Quick Start Tutorial
Basic Workflow
Pioneer performs three major steps:
- Convert vendor MS files into the Arrow format using PioneerConverter.
- Build in silico spectral libraries using FASTA files and the Koina server.
- Search DIA experiments using a spectral library and the MS data files.
Pioneer Converter
Pioneer operates on MS/MS data stored in the Apache Arrow IPC format. Use the bundled PioneerConverter via the CLI to convert Thermo RAW files:
pioneer convert-raw /path/to/raw/or/folderThis subcommand accepts either a single .raw file or a directory of files. See the PioneerConverter repository for additional options such as thread count and output paths.
MzML to Arrow IPC (Sciex)
For mzML-formatted data, use:
pioneer convert-mzml /path/to/mzml/or/folderStarting Pioneer
After installation, Pioneer is accessed from the command line. Running pioneer --help displays available subcommands:
pioneer [options] <subcommand> [subcommand-args...]Subcommands include search, predict, params-search, params-predict, convert-raw, and convert-mzml. On the first launch macOS performs a one-time Gatekeeper check.

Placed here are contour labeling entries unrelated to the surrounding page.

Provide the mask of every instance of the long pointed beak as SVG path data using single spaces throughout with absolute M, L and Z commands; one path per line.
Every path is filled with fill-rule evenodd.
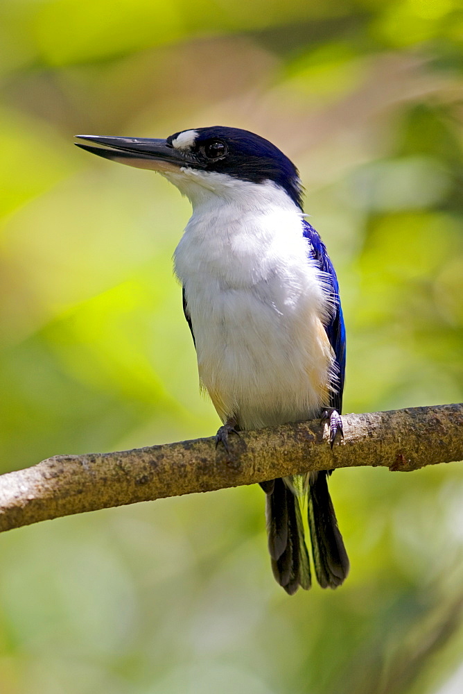
M 100 137 L 95 135 L 78 135 L 76 137 L 84 140 L 85 143 L 74 143 L 81 149 L 137 169 L 165 171 L 178 171 L 181 167 L 188 166 L 204 168 L 188 151 L 175 149 L 165 139 Z

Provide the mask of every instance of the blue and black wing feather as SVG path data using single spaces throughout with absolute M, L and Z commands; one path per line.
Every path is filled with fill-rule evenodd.
M 310 246 L 310 257 L 326 273 L 331 285 L 334 310 L 324 328 L 336 359 L 335 382 L 332 384 L 330 406 L 340 413 L 346 366 L 346 332 L 339 297 L 336 273 L 320 236 L 304 221 L 303 234 Z M 312 554 L 317 579 L 322 588 L 336 588 L 349 573 L 349 558 L 328 490 L 328 475 L 332 471 L 321 471 L 310 476 L 308 484 L 308 520 L 312 543 Z
M 334 407 L 340 414 L 342 408 L 342 390 L 346 370 L 346 330 L 339 297 L 338 278 L 326 252 L 325 244 L 318 233 L 306 220 L 304 220 L 303 225 L 303 235 L 308 241 L 310 255 L 317 261 L 320 270 L 326 273 L 331 284 L 334 310 L 324 328 L 336 358 L 337 374 L 336 382 L 333 384 L 333 389 L 330 396 L 329 404 L 330 407 Z

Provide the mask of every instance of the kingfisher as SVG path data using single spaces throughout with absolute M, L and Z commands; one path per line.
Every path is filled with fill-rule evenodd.
M 174 268 L 200 384 L 222 422 L 216 445 L 229 450 L 240 430 L 321 417 L 333 447 L 343 435 L 345 330 L 336 273 L 306 219 L 295 164 L 236 128 L 77 138 L 87 152 L 159 172 L 191 203 Z M 261 483 L 273 574 L 289 595 L 311 587 L 309 545 L 322 587 L 349 572 L 330 473 Z

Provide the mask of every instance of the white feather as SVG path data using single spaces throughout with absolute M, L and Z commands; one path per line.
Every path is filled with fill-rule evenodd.
M 317 416 L 333 375 L 322 323 L 332 298 L 308 257 L 300 210 L 270 181 L 164 175 L 193 203 L 175 269 L 219 415 L 245 429 Z

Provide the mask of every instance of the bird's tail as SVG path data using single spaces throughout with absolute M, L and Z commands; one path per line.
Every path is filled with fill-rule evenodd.
M 307 491 L 308 527 L 317 579 L 322 588 L 340 586 L 349 559 L 328 491 L 327 473 L 312 473 L 308 486 L 301 475 L 261 484 L 267 495 L 268 549 L 273 574 L 292 595 L 311 587 L 311 567 L 304 539 L 303 509 Z

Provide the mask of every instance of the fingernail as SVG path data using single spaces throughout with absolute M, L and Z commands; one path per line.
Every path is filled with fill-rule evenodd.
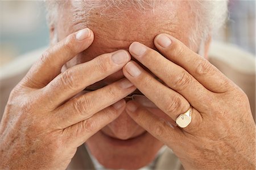
M 128 60 L 129 55 L 127 52 L 120 51 L 112 55 L 112 59 L 117 64 L 123 64 Z
M 123 89 L 127 89 L 133 86 L 133 84 L 128 80 L 125 79 L 120 82 L 120 86 Z
M 139 76 L 141 73 L 141 71 L 133 62 L 128 63 L 125 68 L 127 72 L 134 77 Z
M 163 48 L 167 47 L 172 43 L 171 39 L 163 34 L 160 34 L 156 37 L 156 42 Z
M 124 103 L 125 103 L 123 102 L 123 100 L 121 99 L 115 103 L 113 104 L 113 106 L 114 107 L 114 108 L 115 108 L 115 110 L 118 110 L 123 106 Z
M 129 47 L 129 51 L 138 56 L 143 55 L 146 50 L 146 47 L 138 42 L 133 43 Z
M 76 35 L 76 39 L 79 41 L 81 41 L 90 36 L 90 31 L 88 28 L 81 30 Z
M 136 110 L 137 110 L 138 107 L 134 103 L 129 102 L 126 103 L 126 108 L 129 111 L 131 112 L 134 112 L 136 111 Z

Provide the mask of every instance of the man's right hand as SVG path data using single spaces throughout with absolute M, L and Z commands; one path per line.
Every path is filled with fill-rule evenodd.
M 125 78 L 74 96 L 121 69 L 130 60 L 127 51 L 61 73 L 93 38 L 88 28 L 71 34 L 44 52 L 13 90 L 0 125 L 0 169 L 65 169 L 79 146 L 123 111 L 122 98 L 136 89 Z

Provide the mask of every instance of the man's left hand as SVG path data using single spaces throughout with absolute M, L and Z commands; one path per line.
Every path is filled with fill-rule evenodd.
M 162 55 L 138 42 L 129 52 L 164 85 L 134 61 L 123 73 L 174 121 L 191 106 L 191 122 L 183 128 L 171 126 L 133 101 L 127 113 L 186 169 L 255 169 L 255 126 L 246 95 L 175 38 L 160 34 L 154 44 Z

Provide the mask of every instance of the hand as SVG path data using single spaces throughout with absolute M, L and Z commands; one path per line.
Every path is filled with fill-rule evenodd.
M 136 89 L 126 78 L 74 97 L 130 60 L 120 50 L 61 73 L 93 40 L 91 30 L 81 31 L 44 52 L 13 90 L 0 125 L 1 169 L 65 169 L 77 148 L 125 109 L 122 98 Z
M 255 169 L 255 126 L 245 93 L 173 37 L 161 34 L 154 44 L 162 55 L 138 42 L 129 52 L 167 86 L 134 61 L 123 73 L 174 121 L 192 106 L 192 122 L 184 128 L 171 126 L 134 101 L 126 104 L 127 113 L 186 169 Z

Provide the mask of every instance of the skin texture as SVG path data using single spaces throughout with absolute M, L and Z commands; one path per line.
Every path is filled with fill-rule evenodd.
M 57 30 L 60 39 L 82 28 L 80 26 L 84 25 L 82 20 L 78 24 L 72 22 L 71 14 L 67 12 L 72 11 L 69 4 L 67 4 L 65 8 L 65 13 L 61 13 L 63 16 L 59 19 L 57 26 L 57 28 L 60 28 Z M 163 9 L 170 9 L 172 12 L 163 11 Z M 170 34 L 179 38 L 187 45 L 189 45 L 188 38 L 192 32 L 190 20 L 193 19 L 193 15 L 189 13 L 183 13 L 184 10 L 188 10 L 188 5 L 184 2 L 176 3 L 175 5 L 163 2 L 158 4 L 154 13 L 150 10 L 142 14 L 133 10 L 133 13 L 122 13 L 119 17 L 120 19 L 117 20 L 109 20 L 108 16 L 100 17 L 97 14 L 99 12 L 93 10 L 91 16 L 88 19 L 90 22 L 87 26 L 93 31 L 93 43 L 88 49 L 68 62 L 63 70 L 77 63 L 86 62 L 104 53 L 120 49 L 127 50 L 134 41 L 139 41 L 156 49 L 153 42 L 154 38 L 161 32 Z M 152 19 L 155 18 L 158 19 Z M 69 18 L 69 20 L 67 18 Z M 198 47 L 193 47 L 192 49 L 197 51 Z M 95 85 L 93 88 L 109 84 L 122 77 L 124 76 L 120 71 Z M 135 144 L 134 141 L 124 140 L 145 133 L 147 134 L 138 139 Z M 107 135 L 107 136 L 104 135 Z M 118 140 L 118 142 L 121 143 L 116 143 L 117 141 L 113 143 L 114 140 L 109 139 L 109 136 L 121 139 Z M 133 142 L 133 144 L 129 144 L 130 142 Z M 90 138 L 86 141 L 86 145 L 98 161 L 107 168 L 136 169 L 152 161 L 163 144 L 147 133 L 123 110 L 114 121 Z M 137 158 L 135 160 L 134 157 Z
M 79 26 L 69 20 L 71 14 L 63 14 L 56 28 L 60 42 L 11 93 L 0 126 L 0 169 L 65 169 L 85 142 L 107 168 L 144 166 L 164 144 L 187 169 L 255 169 L 255 127 L 246 95 L 195 53 L 196 47 L 187 47 L 191 16 L 183 12 L 185 3 L 167 5 L 155 9 L 159 20 L 150 19 L 150 13 L 118 22 L 92 16 L 88 27 L 93 32 L 82 40 L 76 39 Z M 176 11 L 166 25 L 164 9 Z M 159 36 L 154 38 L 160 32 L 171 45 L 159 45 Z M 133 43 L 138 41 L 142 44 Z M 139 44 L 137 51 L 146 50 L 137 55 L 134 49 Z M 126 58 L 114 64 L 112 59 L 120 49 L 129 53 L 118 51 Z M 99 81 L 94 87 L 107 86 L 77 95 Z M 181 129 L 137 103 L 125 104 L 122 99 L 136 88 L 170 119 L 191 105 L 191 123 Z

A minimal end-to-end workflow is:
# Generate library build parameters (library name derived from output path)
pioneer params-predict lib_dir fasta_dir --params-path=predict_params.json
# Edit predict_params.json to customize:
# - Digestion parameters (missed cleavages, modifications, etc.)
# - For multiple FASTA sources, edit fasta_paths array to include directories and/or files
# - Set calibration file if available for automatic m/z range detection
pioneer predict predict_params.json
pioneer convert-raw raw_dir
pioneer params-search library.poin ms_data_dir results_dir --params-path=search_params.json
pioneer search search_params.jsonThis sequence builds a predicted spectral library, converts vendor files to Arrow, generates search parameters, and searches the experiment.
The CLI takes a single path (file or directory). For multiple FASTA sources (directories and/or files), edit the fasta_paths array in the generated JSON parameter file.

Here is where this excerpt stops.